Robbie Williams went from underground hero to one-hit wonder in America with one song
The album may or may not be obsolete, but the fact remains: Listeners have long obsessed over individual songs. The Single File is The A.V. Club’s look at the deep cuts, detours, experiments, and anthems that make us reach for replay.
Robbie Williams has sold 57 million albums and 11 million singles worldwide, but that still doesn’t mean he’s a household name in the States. In England, it’s a different story. There, Williams—Take That’s bad boy, the one whose departure caused the breakdown of the boy band—released a hit that can soundtrack any good sentimental citizen’s earthly departure.
It might seem a bit macabre, but according to two different studies—one in 2005 and one in 2012—Robbie Williams’ “Angels” is one of the most popular songs requested for funeral services. The 1997 single lives on today, with Williams’ sentimental lyrics about his Aunty Jo and Granddad Williams watching over him inspiring thousands of departed or departing people every year to leave their loved ones with the same message.

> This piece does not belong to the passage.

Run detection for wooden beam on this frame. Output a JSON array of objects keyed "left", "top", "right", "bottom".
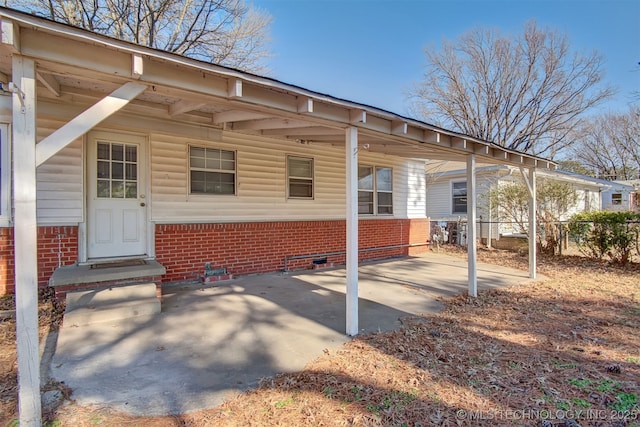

While there is some controversy over the origins of “Angels” (A guy Williams drunkenly met in an Irish pub claims to have written it, though he signed the rights to that claim over for about £10,000 in 1997.), the song itself is pretty cut-and-dry. Aping that signature Britpop style popular at the time, Williams moodily croons about his lost love, a girl who offers him protection and love whether he’s right or not. Whereas earthly girls just don’t do it for him, his angel babe “won’t forsake.” It’s a little ghoulish, this notion of being desperately in love with or at least relying on someone who can’t really give it back, but it’s romantic all the same. Did Williams lose his one great love somehow? Or is he looking to his aforementioned relatives for divine support in his terrestrial life? Either way, it’s great song fodder.
It’s also incredibly sad, but that’s okay. As it turns out, sad songs don’t necessarily make for weepy listeners. A recent study published in The New York Times says that although sad music might be perceived as “tragic,” listeners tend to come away from it feeling more “romantic” than anything, perhaps reminded that their lives are short and, maybe, have the potential to be beautiful still.
That “Angels” might have romantic undertones makes even more sense considering it’s a Robbie Williams track. The charming, rakish singer made both his Take That and solo careers viable with his James Bond-style charm and wry British wit. This is a guy who’s sexy, who drives fast cars, and who’s a naughty, naughty lad. That he’s in touch with his emotions (and his dead relatives) makes him even more attractive.
Attractive in the U.K., at least. While “Angels” came out in there December 1, 1997, just in time for the big British Christmas-album push, it wasn’t released in the States until about a year later, when Chrysalis UK finally put out Life Thru A Lens in America. Even then, it took a while for Williams to catch on in the States, and while tracks like “Millennium” were hits in the U.K., they hardly made dents in the charts here. In the spring of 1999, Capitol Records finally went all in on Williams in the U.S. and released The Ego Has Landed, a compilation of Williams’ best solo material to date, and the album that, oddly, would launch “Angels” into the collective lite-rock/college-rock consciousness of ballad lovers nationwide. Still, even the relative success of “Angels,” “Millennium,” and 2000’s “Rock DJ,” with its somewhat disturbing dancing skeletal system video, wasn’t enough to really break Williams stateside. After playing a number of small club dates, Williams pretty much admitted defeat here, reportedly saying he couldn’t even be bothered to try anymore.
That doesn’t mean his record company has given up, though. In 2003, EMI paid Williams a reported $120 million for his next six records, a deal that screams of the label’s hopes for some degree of global success that never came. That contract will be up this November, when Williams puts out Swings Both Ways, his tongue-in-cheek take on some classic swing tracks. Even with Michael Bublé’s stamp on the record, that Americans would embrace something like that—or would embrace the ridiculously British Williams in general—is almost laughable. Still, with “Angels” looming large over his career 15 years after its release, sitting on countless pub jukeboxes and karaoke machines in England, still re-entering the charts from time to time based on download trends, and Williams drawing almost 375,000 people to see him—and to sing along, loudly, to “Angels”—over the course of three days at Knebworth in 2003, it’s hard to blame a label (or Williams, for that matter) for trying to make it work in the colonies.